Serão fundamentalmente os jovens que se envolverão nesse trabalho de recuperação dos animais. Eles são a melhor forma de criar um efeito multiplicador, que leve a que a sua e outras gerações, passem a ver a problemática do ambiente de outra forma. O CRASPEM estará assim, necessariamente envolvido nas actividades de Educação Ambiental do Parque Ecológico, justificando também por isso a sua existência.
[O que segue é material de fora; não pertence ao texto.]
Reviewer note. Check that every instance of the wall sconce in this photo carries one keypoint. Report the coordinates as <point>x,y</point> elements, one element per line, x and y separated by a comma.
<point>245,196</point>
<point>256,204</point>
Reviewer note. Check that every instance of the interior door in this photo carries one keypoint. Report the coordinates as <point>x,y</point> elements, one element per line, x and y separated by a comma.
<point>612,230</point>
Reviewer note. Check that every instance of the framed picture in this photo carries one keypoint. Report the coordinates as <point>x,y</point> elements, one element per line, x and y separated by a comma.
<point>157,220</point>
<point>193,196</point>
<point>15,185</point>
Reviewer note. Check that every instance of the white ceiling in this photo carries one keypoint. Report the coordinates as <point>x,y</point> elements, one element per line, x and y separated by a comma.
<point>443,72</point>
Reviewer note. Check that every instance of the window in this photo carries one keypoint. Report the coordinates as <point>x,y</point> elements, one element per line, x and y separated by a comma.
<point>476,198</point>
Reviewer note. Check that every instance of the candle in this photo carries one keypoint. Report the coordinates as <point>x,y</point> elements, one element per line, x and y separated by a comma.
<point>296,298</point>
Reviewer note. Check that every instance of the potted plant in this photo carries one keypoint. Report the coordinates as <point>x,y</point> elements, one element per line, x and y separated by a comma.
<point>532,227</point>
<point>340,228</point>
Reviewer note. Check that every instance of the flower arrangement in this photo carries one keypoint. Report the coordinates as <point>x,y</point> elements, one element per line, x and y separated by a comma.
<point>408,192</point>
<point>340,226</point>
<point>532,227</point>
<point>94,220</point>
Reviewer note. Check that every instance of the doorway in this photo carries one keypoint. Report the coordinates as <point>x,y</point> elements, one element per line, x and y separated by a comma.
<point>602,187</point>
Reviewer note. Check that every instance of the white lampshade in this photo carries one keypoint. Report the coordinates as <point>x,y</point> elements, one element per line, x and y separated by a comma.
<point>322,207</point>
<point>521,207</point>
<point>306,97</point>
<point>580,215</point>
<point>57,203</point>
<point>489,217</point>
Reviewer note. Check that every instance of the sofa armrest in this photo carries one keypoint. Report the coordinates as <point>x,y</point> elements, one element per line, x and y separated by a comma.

Como exemplo de actividades que o CRASPEM poderá desenvolver com a colaboração das escolas, associações, voluntários individuais, etc. temos: alimentar os animais em permanência no centro; limpeza das instalações do centro; participar no tratamento clínico dos animais; alimentação das presas vivas; identificação e marcação dos animais; libertação de animais já recuperados; produção de materiais de divulgação sobre o CRASPEM e as suas actividades; realização de fichas de trabalho; percursos no Parque Florestal de Monsanto; jogos, etc..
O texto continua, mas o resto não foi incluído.